Remembering What Was Possible / Imagining What Could Be Again

Beyond the importance of diversifying what is recorded about people in prison, the significance of archiving prison arts is made more acute by the contemporary restricting of what is possible in prisons in England and Wales.

The living conditions and cultural lives of those incarcerated continue to decline in England and Wales. The prison population has risen by 74% in the last thirty years and it is projected to rise by a further 20,000 by 2026, despite no correlation in rising crime figures. Incidents of violence, drug use, and self-harm are at an all-time high in prisons in England and Wales. Assaults on prison officers increased 24% in 2023; substance misuse has been described as an epidemic by HMPPS; and the number of incarcerated people committing suicide has risen a quarter in the past 12 months. Prisons are overcrowded, understaffed, and are reeling from an intensification of the privatisation of education and training activities.

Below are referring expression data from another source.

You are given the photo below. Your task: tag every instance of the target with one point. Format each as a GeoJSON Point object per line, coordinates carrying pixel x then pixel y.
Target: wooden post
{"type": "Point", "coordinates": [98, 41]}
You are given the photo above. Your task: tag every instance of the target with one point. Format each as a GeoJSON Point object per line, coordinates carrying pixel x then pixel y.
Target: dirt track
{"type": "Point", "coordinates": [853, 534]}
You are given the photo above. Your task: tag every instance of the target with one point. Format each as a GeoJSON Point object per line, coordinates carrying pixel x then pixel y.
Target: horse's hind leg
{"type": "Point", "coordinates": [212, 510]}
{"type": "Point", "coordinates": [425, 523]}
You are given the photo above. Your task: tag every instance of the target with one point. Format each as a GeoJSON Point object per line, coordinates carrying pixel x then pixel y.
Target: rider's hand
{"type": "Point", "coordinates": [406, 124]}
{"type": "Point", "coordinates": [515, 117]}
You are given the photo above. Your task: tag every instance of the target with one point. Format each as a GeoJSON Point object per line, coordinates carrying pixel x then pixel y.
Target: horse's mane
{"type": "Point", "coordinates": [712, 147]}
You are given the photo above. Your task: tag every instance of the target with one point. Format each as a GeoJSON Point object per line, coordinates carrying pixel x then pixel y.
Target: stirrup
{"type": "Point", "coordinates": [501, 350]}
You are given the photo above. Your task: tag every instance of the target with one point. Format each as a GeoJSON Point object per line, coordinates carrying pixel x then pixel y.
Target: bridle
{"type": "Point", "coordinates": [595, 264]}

In this landscape, companies running theatre projects in prisons are facing unprecedent challenges. It’s become increasingly hard to get permission to enter prison and run project; even once inside staffing shortages mean there are often issues getting people into the space to participate; inviting large audiences of imprisoned people to see work made by their peers has become more or less impossible.  [REF proStafford].

The spaces of possibility for prison theatre are narrowing and the cultural practices of the last fifty years seem increasingly impossible in the current economic, ideological, and political context of prisons in England and Wales:

In 1979 a group of incarcerated women get day passes to perform their devised revue show for two nights outside of the prison at a local arts centre (Clean Break, 1979);

In 2003 practitioners running a creative leadership course to equip participants to run their own arts projects in a prison (Rideout, 2003);

In 2012 a company running a five-week daily rehearsal period for glengarry glen ross followed by public performances in prison (Synergy, 2009).

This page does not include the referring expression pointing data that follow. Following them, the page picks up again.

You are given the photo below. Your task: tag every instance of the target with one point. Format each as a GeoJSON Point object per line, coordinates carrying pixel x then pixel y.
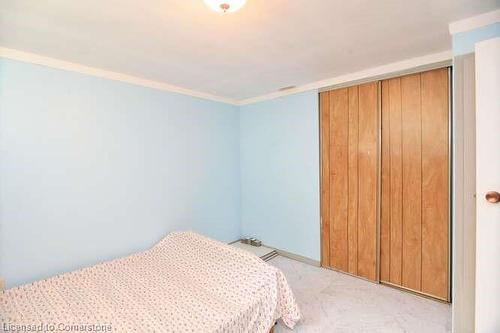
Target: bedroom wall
{"type": "Point", "coordinates": [464, 181]}
{"type": "Point", "coordinates": [279, 150]}
{"type": "Point", "coordinates": [464, 42]}
{"type": "Point", "coordinates": [93, 169]}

If we fail to document the histories of this work we foreclose the imagined possibilities of prison theatre practice in the future, leaving emerging practitioners reliant on the carceral imaginaries of the State. It may seem like it was never possible to…

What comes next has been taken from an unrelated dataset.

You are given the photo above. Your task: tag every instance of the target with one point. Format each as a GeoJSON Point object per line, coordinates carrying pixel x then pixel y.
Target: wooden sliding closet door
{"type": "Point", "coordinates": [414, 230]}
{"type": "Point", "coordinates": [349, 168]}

So we’re fifty years on from Stirabout and prison theatre has been through a lot. We are at an exciting time for the preservation of this practice. Over the past five years, some organisations have begun the process of capturing their histories. Clean Break Theatre opened their archive at Bishopsgate Library in London in 2021; TiPP in Manchester have created a partial digital archive of their 33 years of practice; to celebrate their 20th birthday, Open Clasp in Newcastle did a collaborative archive project with women engaged in their work, the Collection is now held at Newcastle University.

There is an increasingly urgent need for the field to document the histories of organisations and practitioners in order to provide space for alternative narratives from people who come into contact with the criminal legal system and refuse the reductive and singular ways in which their experiences are recorded by the State. Further, such documentation is vital to challenging the increasing degradation of the educational, relational and cultural lives of people who are incarcerated in England and Wales. We hope that the work here at Bristol Theatre Collection will contribute to a wider learning around documenting and sharing the diverse histories of prison theatre practice.